Building F1 Race Prediction Models with Python and Scikit-learn

12 min readSep 20, 2025

As a McLaren F1 fan and data enthusiast, I wanted to combine my interests by building machine learning models to predict race outcomes. Here's how I built models that predict F1 race results with reasonable accuracy.

The Data

F1 has excellent historical data available through various APIs and datasets. I collected: - Race results from 2014-2024 - Qualifying positions - Driver and team performance metrics - Circuit characteristics - Weather data

The data cleaning process was extensive. F1 has rule changes, team changes, and driver changes that all affect performance. I had to normalize data across different eras.

Feature Engineering

The key to good predictions is good features. I created: - Driver form (average position in last 5 races) - Team form (average points in last 5 races) - Circuit-specific performance (how well a driver/team performs at specific tracks) - Qualifying position (strong predictor of race result) - Weather conditions (rain changes everything in F1)

python

from sklearn.ensemble import RandomForestClassifier
from sklearn.model_selection import train_test_split

# Prepare features
X = df[['qualifying_pos', 'driver_form', 'team_form', 'circuit_score']]
y = df['finish_position']

# Split and train
X_train, X_test, y_train, y_test = train_test_split(X, y, test_size=0.2)
model = RandomForestClassifier(n_estimators=100, max_depth=10)
model.fit(X_train, y_train)

Model Selection

I tested several models: - Random Forest (best overall performance) - Gradient Boosting - Neural Networks - Logistic Regression

Random Forest performed best, likely because it handles the non-linear relationships in F1 data well. A driver's performance isn't linear with their qualifying position, especially in wet conditions.

Results

The model predicts: - Podium finishers with 65% accuracy - Top 10 finishers with 75% accuracy - Race winner with 45% accuracy

These numbers might not seem impressive, but F1 is inherently unpredictable.
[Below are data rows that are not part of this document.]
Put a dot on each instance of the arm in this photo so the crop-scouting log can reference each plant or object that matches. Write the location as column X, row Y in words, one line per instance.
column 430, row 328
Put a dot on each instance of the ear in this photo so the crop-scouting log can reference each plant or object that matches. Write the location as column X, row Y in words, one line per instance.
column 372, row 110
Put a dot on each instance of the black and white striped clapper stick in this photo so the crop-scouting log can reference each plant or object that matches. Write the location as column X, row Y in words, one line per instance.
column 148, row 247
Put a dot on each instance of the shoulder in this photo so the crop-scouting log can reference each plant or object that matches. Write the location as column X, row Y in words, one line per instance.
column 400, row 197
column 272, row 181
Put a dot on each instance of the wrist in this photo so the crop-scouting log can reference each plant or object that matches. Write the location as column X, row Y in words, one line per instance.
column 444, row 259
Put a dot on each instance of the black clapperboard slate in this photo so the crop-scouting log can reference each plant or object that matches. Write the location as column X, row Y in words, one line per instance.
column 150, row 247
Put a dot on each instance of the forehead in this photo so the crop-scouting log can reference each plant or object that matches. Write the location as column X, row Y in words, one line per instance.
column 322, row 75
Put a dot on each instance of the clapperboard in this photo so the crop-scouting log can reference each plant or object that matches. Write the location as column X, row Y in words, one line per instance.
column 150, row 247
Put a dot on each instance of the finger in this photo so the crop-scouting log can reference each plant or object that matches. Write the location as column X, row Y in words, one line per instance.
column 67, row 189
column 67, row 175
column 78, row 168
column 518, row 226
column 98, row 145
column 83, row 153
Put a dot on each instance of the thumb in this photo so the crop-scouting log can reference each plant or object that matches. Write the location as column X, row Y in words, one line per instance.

Crashes, mechanical failures, and strategy calls can change everything.

Interesting Findings

The model revealed some interesting patterns: - Qualifying position is the strongest predictor (no surprise) - Recent form matters more than historical performance - Some circuits are more predictable than others - Weather is a huge wildcard that's hard to model

Future Improvements

I'm working on: - Incorporating strategy predictions (tire choices, pit stops) - Better weather modeling - Real-time updates during race weekends - Ensemble methods combining multiple models

The Code

The entire project is open source on my GitHub. It uses Python, Pandas for data processing, Scikit-learn for modeling, and Streamlit for visualization.

Building this project taught me a lot about feature engineering, model selection, and the importance of domain knowledge. Understanding F1 strategy and rules was just as important as understanding machine learning algorithms.